Chula asintió y bebió de su copa de vino sin apartar sus ojos de los de Amerotke.

—Estás hablando con el guardián de los muertos, consagrado al culto de Anubis, y nadie que esté a su servicio osaría engañarme. He interrogado a la joven hasta la saciedad y me ha repetido siempre la misma historia: no creo que esté mintiendo.

Amerotke silbó entre dientes.

—Sí que son noticias interesantes —musitó—, y podrían explicar su asesinato. —Miró a su esposa—. Una muchacha del templo queda embarazada y se torna insistente, tal vez incluso amenazante. Por ende, la matan junto con el bebé que lleva en su interior. No pongo en duda tus palabras, guardián de los muertos; pero la
heset
fue asesinada como si fuese la víctima de un sacrificio de los que solían celebrar los guerreros hicsos.

El juez elevó la vista al cielo. Las estrellas parecían más cercanas, y se preguntó si sería un engaño de la noche o si quizás había bebido demasiado vino. Tal vez fuese algo que pudieran explicar quienes estudiaban los cielos en la Casa de la Vida. Cerró los ojos y meditó sobre las palabras del guardián de los muertos. No dejaba de tener cierta lógica por sí mismo. Una joven
heset
del templo, seducida por un militar, olvida, durante la exaltación de la cópula, tomar las precauciones de costumbre para evitar concebir. O tal vez planea no dejar escapar a un amante que le ha exigido siempre una discreción total en lo tocante a su relación. Se produce un enfrentamiento; el amante pierde los estribos y la asesina de un modo salvaje. Pero ¿qué relación guarda este crimen con el asesinato de Balet?

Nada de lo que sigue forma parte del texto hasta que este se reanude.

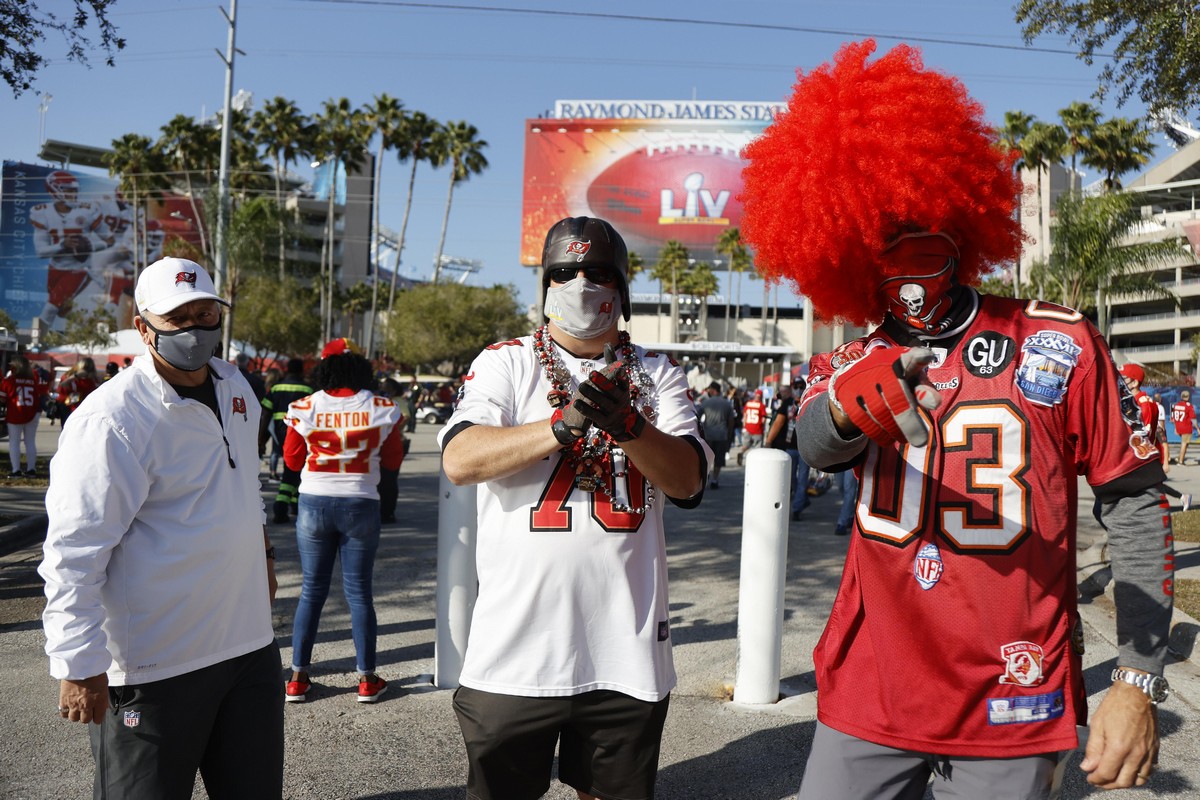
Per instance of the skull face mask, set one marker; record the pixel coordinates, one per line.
(925, 263)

—Tengo más noticias, mi señor.

Amerotke se frotó los ojos.

—El escriba Ipúmer está listo para ser enterrado. Los gastos de sus exequias corren por cuenta de la Casa de la Plata. De cualquier modo, mientras preparaba el cadáver —el guardián de los muertos se removió en su asiento—, reparé en un tatuaje cuyo pigmento se había desvanecido un poco, y logré trazar su perfil con ayuda de algunas pinturas.

—¿Y?

—Eran dos mazas de guerra cruzadas. —Chula sonrió al ver la expresión de los ojos de Amerotke.

—¡El símbolo de la nobleza de los hicsos! Entonces, nuestro escriba no era egipcio de nacimiento, ¿no?

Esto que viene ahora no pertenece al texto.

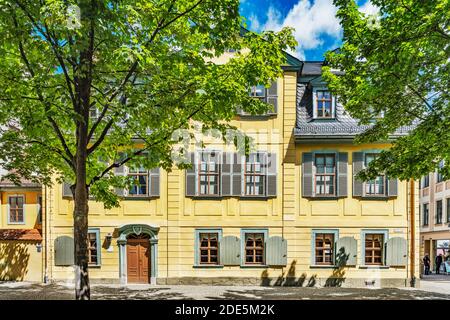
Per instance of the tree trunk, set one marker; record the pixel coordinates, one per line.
(80, 224)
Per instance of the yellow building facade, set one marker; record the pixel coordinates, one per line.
(21, 257)
(290, 213)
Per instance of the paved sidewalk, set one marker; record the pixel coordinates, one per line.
(136, 292)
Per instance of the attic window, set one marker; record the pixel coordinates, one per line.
(323, 102)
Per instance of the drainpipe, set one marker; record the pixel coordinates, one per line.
(413, 236)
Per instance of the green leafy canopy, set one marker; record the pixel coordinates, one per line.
(397, 65)
(144, 65)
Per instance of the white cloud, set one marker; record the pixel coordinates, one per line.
(311, 22)
(369, 8)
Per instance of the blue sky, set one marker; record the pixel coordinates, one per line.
(316, 27)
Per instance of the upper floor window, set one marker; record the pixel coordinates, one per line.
(140, 186)
(377, 185)
(448, 209)
(323, 104)
(426, 181)
(268, 95)
(426, 214)
(440, 176)
(258, 91)
(39, 218)
(439, 212)
(208, 173)
(16, 212)
(325, 174)
(254, 174)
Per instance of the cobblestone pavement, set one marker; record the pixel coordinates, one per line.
(106, 292)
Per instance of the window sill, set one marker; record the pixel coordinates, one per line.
(205, 266)
(380, 198)
(256, 116)
(326, 197)
(257, 266)
(139, 198)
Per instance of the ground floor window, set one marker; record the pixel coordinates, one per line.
(93, 247)
(207, 247)
(324, 248)
(374, 244)
(16, 209)
(254, 248)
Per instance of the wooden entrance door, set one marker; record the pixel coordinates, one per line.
(138, 261)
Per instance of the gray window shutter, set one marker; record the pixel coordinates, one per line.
(342, 174)
(272, 97)
(346, 251)
(237, 175)
(226, 167)
(396, 252)
(271, 175)
(191, 176)
(154, 182)
(392, 187)
(358, 165)
(64, 251)
(307, 176)
(67, 193)
(276, 251)
(230, 251)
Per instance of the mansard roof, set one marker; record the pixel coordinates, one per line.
(341, 127)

—Tal vez —convino el sacerdote—. Quizá fuese el hijo de un alto mando de los guerreros hicsos y una mujer egipcia. Tras la toma de Avaris por las huestes del faraón debieron de quedar muchos huérfanos.

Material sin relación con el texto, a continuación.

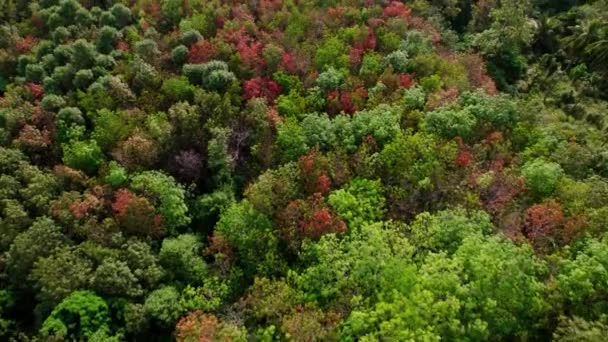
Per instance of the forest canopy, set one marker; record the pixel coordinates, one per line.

—Sí, y cualquiera que esté en sus cabales haría lo que fuese por esconder un tatuaje como ése.

—Y eso fue precisamente lo que hizo Ipúmer —declaró Chula—. Por lo poco que sé, debieron de hacerle el tatuaje poco después de su nacimiento, y tal vez no tenía más de un año cuando trataron de eliminarlo. Ipúmer debía de frisar en la treintena, lo que significa que nació en la época de la derrota de los hicsos.

Amerotke alargó la mano hasta tocar la copa del sacerdote.

—Has hecho un buen trabajo, amigo.

Al rostro adusto de Chula asomó un claro rubor.

—Te has tomado muchas molestias —siguió diciendo el juez— para traerme nuevos datos, y debo insistir en que te quedes esta noche en casa a fuer de invitado. El templo de Set seguirá en su sitio mañana por la mañana. ¿Tienes más noticias?

—Sobre la
beset,
no. Pero no he podido menos de fascinarme con Ipúmer. No hay tebano que no tenga una teoría acerca de su asesinato. Como sabes, mi señor, durante el proceso de embalsamamiento extraemos todos los órganos internos para limpiarlos e introducirlos en canopes. En su caso los he estudiado con detenimiento, y a mi entender —miró a Norfret, que lo escuchaba con gran fascinación—, Ipúmer tomaba opiatos, aunque no tengo pruebas para demostrarlo.

—¿Opiatos?

—Para qué, mi señor, no lo sé. Para dormir, para soñar… El jugo de la amapola y de otras hierbas puede cambiar la conciencia, hacer que uno se sienta feliz. Tal vez el dato pueda serte de utilidad.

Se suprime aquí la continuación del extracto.